No mesmo sentido, no julgamento da ADI 3112 [1], o STF se pronunciou pela inconstitucionalidade do artigo 21 da Lei 10.826/03 (Estatuto do Desarmamento), que vedava a liberdade provisória nos crimes de posse ou porte ilegal de arma de fogo de uso restrito, comércio ilegal de arma de fogo e tráfico internacional de arma de fogo.
Dizia referido artigo: "Art. 21. Os crimes previstos nos arts. 16, 17 e 18 são insuscetíveis de liberdade provisória."
No entanto, a Primeira e a Segunda Turmas do STF vêm entendendo de forma reiterada que é vedada a concessão de liberdade provisória, seja com, seja sem fiança, aos crimes de tráfico de drogas.
HC 95060 / SP - SÃO PAULO. EMENTA: HABEAS CORPUS. PACIENTES DENUNCIADOS POR TRÁFICO DE ENTORPECENTE E ASSOCIAÇÃO PARA O TRÁFICO (ARTIGOS 12 E 14 DA LEI Nº 6.368/76). PRISÃO EM FLAGRANTE DELITO. EXCESSO DE PRAZO. TEMA NÃO DISCUTIDO NO TJ/SP E NÃO CONHECIDO PELO STJ. SUPRESSÃO DE INSTÂNCIA. CRIME HEDIONDO. CUSTÓDIA CAUTELAR MANTIDA. OBSTÁCULO DIRETAMENTE CONSTITUCIONAL: INCISO XLIII DO ART. 5º (INAFIANÇABILIDADADE DOS CRIMES HEDIONDOS). JURISPRUDÊNCIA DO STF. 1. O Supremo Tribunal Federal não é competente para o imediato exame da tese do excesso de prazo. Tese que não foi discutida no Tribunal de Justiça de São Paulo e, por isso mesmo, nem sequer foi apreciada pelo Superior Tribunal de Justiça. 2. Se o crime é inafiançável, e preso o acusado em flagrante, o instituto da liberdade provisória não tem como operar. O inciso II do art. 2º da Lei nº 8.072/90, quando impedia a "fiança e a liberdade provisória", de certa forma incidia em redundância, dado que, sob o prisma constitucional (inciso XLIII do art. 5º da CF/88), tal ressalva era desnecessária. Redundância que foi reparada pelo legislador ordinário (Lei nº 11.464/2007), ao retirar o excesso verbal e manter, tão-somente, a vedação do instituto da fiança. 3. Manutenção da jurisprudência desta Primeira Turma, no sentido de que "a proibição da liberdade provisória, nessa hipótese, deriva logicamente do preceito constitucional que impõe a inafiançabilidade das referidas infrações penais: ...seria ilógico que, vedada pelo art. 5º, XLIII, da Constituição, a liberdade provisória mediante fiança nos crimes hediondos, fosse ela admissível nos casos legais de liberdade provisória sem fiança..." (HC 83.468, da relatoria do ministro Sepúlveda Pertence). Precedente: HC 93.302, da relatoria da ministra Cármem Lúcia. 4. Consistência das razões adotadas pelo Tribunal de Justiça de São Paulo para a manutenção da custódia cautelar dos pacientes. Razões que apontam para a grande quantidade de droga apreendida em poder dos acionados, suficiente para atingir cerca de treze mil usuários. Gravidade concreta dos fatos imputados aos acusados como justificativa da necessidade de garantia da ordem pública. 5. Ordem parcialmente conhecida e, nessa extensão, denegada. (HC 95060 / SP - STF - Órgão Julgador: Primeira Turma - Relator(a): Min. Carlos Britto - Julgamento: 16/12/2008)
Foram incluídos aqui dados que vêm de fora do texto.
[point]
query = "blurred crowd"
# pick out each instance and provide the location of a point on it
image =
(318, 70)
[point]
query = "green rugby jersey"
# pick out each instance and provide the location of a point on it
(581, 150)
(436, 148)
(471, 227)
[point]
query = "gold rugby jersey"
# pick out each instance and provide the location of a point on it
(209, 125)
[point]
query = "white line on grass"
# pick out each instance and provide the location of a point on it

HC 95685 / SP - SÃO PAULO. EMENTA. PROCESSUAL PENAL. HABEAS CORPUS. TRÁFICO ILÍCITO DE ENTORPECENTES. BENEFÍCIO DE APELAR EM LIBERDADE NEGADO. ART. 44 DA LEI 11.343/06. NECESIDADE DE GARANTIA DA ORDEM PÚBLICA. FUNDAMENTAÇÃO IDÔNEA DA DECISÃO. INEXISTÊNCIA DE VIOLAÇÃO AO ART. 93, IX DA CF. PERICULOSIDADE DO RÉU. PACIENTE PRESO DURANTE TODA A INSTRUÇÃO CRIMINAL. ORDEM DENEGADA. 1. Esta Corte tem adotado orientação segundo a qual há proibição legal para a concessão da liberdade provisória em favor dos sujeitos ativos do crime de tráfico ilícito de drogas (art. 44, da Lei n 11.343/06). 2. Ainda que ultrapassada a questão da proibição contida no art. 44 da Lei nº 11.343/06, entendo que o presente caso não comporta a concessão da ordem. 3. Verifico que, in casu, o juiz fundamentou suficientemente a decisão de negar ao paciente o direito de recorrer em liberdade, eis que, diante do conjunto probatório dos autos da ação penal, a manutenção da custódia cautelar se justifica para a garantia da ordem pública, nos termos do art. 312 do Código de Processo Penal. 4. Houve fundamentação idônea à manutenção da prisão processual da paciente, não tendo o magistrado se valido de "fundamentos genéricos e desvinculados de fatos concretos", como alega o impetrante. Não houve, portanto, violação ao art. 93, IX, da Constituição da República. 5. A periculosidade do réu constitui motivo apto à decretação de sua prisão cautelar, com a finalidade de garantir a ordem pública, consoante precedentes desta Suprema Corte (HC 92.719/ES, rel. Min. Joaquim Barbosa, DJ 19.09.08; HC 93.254/SP, rel. Min. Carmen Lúcia, DJ 01.08.08; HC 94.248/SP, rel. Min. Ricardo Lewandowski, DJ 27.06.08). 6. Ademais, "é pacífica a jurisprudência desta Suprema Corte de que não há lógica em permitir que o réu, preso preventivamente durante toda a instrução criminal, aguarde em liberdade o trânsito em julgado da causa, se mantidos os motivos da segregação cautelar" (HC 89.824/MS, rel. Min. Carlos Britto, DJ 28-08-08). 7. Ante o exposto, denego a ordem de habeas corpus. (HC 95685/SP - STF - Órgão Julgador: Segunda Turma - Relator (a): Min. ELLEN GRACIE - Julgamento: 16/12/2008).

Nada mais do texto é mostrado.